I don't know if I can write about this part. I'll make it short. Honey crying from pain and what I assumed to be bewilderment. Pus dripping. A multitude of filthy, pus dotted towels. Twice a day. For about three weeks. It was as close to I will ever come to running away from my life. It was hideous, awful, guilt inducing. Crying twice a day over my hurting pet. I don't think I could do it again. It was really, really, really bad.
And it was all because of the neighbor's cat. Evil got his name that August.
We began to chase Evil away from our house and keep the kitties inside all the time. They were sad. What do kitties know? They just knew we were somehow punishing them, not letting them roll on the hot cement and lay in the cool wet grass.
We petitioned the neighbor to keep her cat inside, pointing towards Honey's shaved rear end and her white scar. She said she would try, but she really said no. Evil still roamed our neighborhood. So the kitties stayed inside.
Evil still wanted to murder Honey, though. He took to leaping up to the windows where she slept, soaking in the sun, and scratching through the screen to get at her. R. started squirting Evil with the kitchen sink hose through our kitchen window, trying to keep him away.
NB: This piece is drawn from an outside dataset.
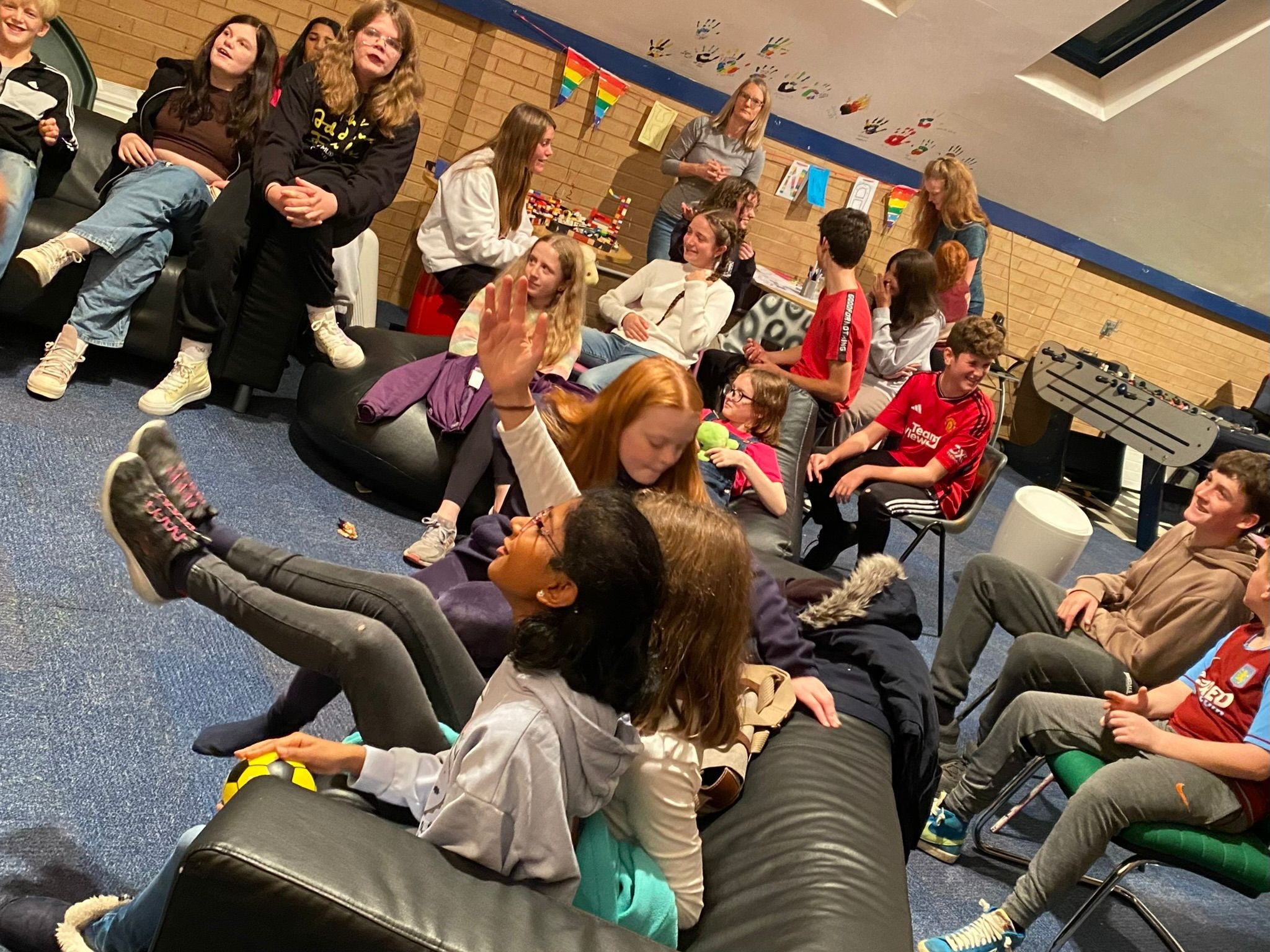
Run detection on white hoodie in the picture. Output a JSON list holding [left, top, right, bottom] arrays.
[[415, 149, 533, 274]]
I wanted bad things to happen to Evil. I really did. I was angry about the way he constantly made trouble. The way he'd made Honey suffer for the entire month of August. If I saw him outside I would stomp towards him and yell. I would make hissing noises and growl at him. I really began to hate that cat.
Then, a couple months later, after R. got a water gun to squirt Evil with, I just didn't care as much anymore. Our kitties were safe inside and Evil mostly stayed away, although we could occasionally hear him hissing at our cats through our screen door.
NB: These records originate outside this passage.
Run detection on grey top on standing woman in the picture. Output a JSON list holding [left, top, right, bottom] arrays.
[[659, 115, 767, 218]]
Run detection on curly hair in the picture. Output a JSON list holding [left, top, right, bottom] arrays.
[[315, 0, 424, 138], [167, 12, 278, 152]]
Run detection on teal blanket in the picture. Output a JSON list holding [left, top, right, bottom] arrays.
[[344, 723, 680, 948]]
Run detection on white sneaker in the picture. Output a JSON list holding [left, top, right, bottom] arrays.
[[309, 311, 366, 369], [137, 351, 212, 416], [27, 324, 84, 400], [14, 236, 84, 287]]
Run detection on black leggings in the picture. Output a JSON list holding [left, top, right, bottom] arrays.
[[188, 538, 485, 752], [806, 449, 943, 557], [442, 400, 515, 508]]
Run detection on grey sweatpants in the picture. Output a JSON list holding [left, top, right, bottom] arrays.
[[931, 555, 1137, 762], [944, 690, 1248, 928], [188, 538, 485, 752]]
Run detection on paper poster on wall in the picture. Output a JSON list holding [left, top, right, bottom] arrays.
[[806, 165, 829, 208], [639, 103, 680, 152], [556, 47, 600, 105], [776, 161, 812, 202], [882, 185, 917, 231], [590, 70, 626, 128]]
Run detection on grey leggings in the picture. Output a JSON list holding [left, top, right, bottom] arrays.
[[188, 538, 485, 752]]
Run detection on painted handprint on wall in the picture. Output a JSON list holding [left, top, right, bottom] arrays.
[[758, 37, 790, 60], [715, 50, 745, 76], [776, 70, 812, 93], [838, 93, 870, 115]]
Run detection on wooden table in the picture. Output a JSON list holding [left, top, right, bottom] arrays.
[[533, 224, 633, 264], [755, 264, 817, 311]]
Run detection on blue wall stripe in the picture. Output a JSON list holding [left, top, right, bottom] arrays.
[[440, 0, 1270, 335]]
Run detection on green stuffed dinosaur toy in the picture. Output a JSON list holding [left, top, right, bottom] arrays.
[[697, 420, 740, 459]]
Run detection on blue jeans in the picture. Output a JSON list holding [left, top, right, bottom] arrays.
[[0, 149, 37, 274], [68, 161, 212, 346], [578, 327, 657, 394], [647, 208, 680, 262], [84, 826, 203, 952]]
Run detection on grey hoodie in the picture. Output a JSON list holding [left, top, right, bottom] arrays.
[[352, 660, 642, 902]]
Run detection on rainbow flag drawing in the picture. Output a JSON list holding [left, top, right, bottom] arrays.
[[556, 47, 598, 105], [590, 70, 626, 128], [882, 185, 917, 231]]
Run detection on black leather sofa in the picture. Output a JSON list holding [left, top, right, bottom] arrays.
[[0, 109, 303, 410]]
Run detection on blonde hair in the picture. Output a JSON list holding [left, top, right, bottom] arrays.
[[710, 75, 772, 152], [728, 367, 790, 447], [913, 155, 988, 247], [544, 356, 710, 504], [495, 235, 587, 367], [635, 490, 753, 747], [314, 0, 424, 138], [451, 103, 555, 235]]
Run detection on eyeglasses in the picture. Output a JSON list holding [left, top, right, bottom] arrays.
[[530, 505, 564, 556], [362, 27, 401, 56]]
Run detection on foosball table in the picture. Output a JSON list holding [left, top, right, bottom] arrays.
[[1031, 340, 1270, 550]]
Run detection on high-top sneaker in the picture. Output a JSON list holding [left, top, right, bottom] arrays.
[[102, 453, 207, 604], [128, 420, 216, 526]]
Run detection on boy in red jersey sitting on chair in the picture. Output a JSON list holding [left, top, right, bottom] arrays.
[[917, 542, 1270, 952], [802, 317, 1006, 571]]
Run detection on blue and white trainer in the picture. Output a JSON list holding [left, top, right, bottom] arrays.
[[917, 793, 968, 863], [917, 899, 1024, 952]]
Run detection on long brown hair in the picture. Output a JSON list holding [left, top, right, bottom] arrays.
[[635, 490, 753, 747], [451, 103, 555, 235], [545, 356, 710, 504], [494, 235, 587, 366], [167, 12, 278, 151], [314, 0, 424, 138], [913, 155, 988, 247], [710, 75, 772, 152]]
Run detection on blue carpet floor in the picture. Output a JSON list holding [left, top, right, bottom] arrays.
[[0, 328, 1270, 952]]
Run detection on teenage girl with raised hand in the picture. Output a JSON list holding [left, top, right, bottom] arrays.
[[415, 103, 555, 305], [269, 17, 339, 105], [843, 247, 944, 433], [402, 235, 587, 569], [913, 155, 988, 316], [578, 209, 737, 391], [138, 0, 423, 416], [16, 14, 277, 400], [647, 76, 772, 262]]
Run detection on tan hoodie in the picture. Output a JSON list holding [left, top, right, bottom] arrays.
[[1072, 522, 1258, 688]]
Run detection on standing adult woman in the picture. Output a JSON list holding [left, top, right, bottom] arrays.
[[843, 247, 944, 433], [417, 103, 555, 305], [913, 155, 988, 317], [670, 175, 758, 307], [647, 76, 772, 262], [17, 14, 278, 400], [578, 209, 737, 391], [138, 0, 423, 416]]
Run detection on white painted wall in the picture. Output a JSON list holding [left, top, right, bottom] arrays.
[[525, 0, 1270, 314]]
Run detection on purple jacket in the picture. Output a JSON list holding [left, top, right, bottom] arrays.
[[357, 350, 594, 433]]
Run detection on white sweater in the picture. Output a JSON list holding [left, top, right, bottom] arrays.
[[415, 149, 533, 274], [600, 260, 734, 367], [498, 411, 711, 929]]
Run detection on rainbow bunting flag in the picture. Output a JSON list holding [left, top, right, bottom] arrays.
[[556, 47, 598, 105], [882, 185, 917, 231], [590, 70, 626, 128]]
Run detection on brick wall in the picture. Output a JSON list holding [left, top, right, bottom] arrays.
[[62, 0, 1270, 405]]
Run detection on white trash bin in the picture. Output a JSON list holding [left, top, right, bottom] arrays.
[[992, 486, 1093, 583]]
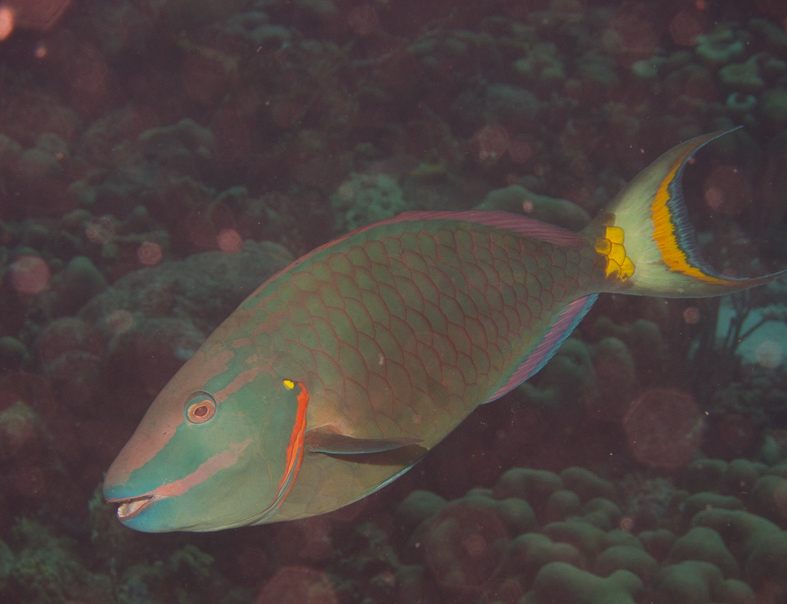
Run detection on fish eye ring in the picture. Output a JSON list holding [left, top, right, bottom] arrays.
[[186, 392, 216, 424]]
Then, last night, R. called after I got out of class to tell me that Evil was run over by a car. His voice was flat and somehow lonely. I asked him if he was ok, and he said, yeah, in a toneless kind of way.
He said that he'd been the one to spot Evil lying in the street, motionless, in a way that R. knew meant he was dead. He said that our other neighbor, M., told Evil's mom. R. and M. ended up cleaning up the spot in the street where Evil had been run over. He said, Do you remember all those times I said I'd never shed a tear for that cat?
Yes, I answered. I do.
I lied, he said.
Today, as I was driving to work, I was thinking about Evil, and how much I had wanted harm to come to him. And how that feeling had faded with time, and how I hardly even thought about him anymore. How sad I felt for Evil's mom, because it is a hard thing to lose your pet this way, and it is even harder to tell your four and five year old boys that their kitty has gone away. It's hard to drive past the stain on the white concrete of our street and not feel sad for the cat we didn't like. I told people at work who remembered Honey's ordeal and they said, good, that bad cat deserved what it got. I wondered about what I really felt about Evil now. How I felt like I was glad he was gone. How I was glad the other kitties could return to peacefully wandering about the neighborhood. How Honey could go outside to eat grass again. How the neighbor boys didn't have a kitty anymore.
I came home from work in the newly restored sunlight of seven o'clock. I parked my car, sitting for a moment to listen to the radio, catching the little glimpse of ocean at the end of our street. I opened the car door to see a Buddhist monk walking down the street, smiling. I said Hi.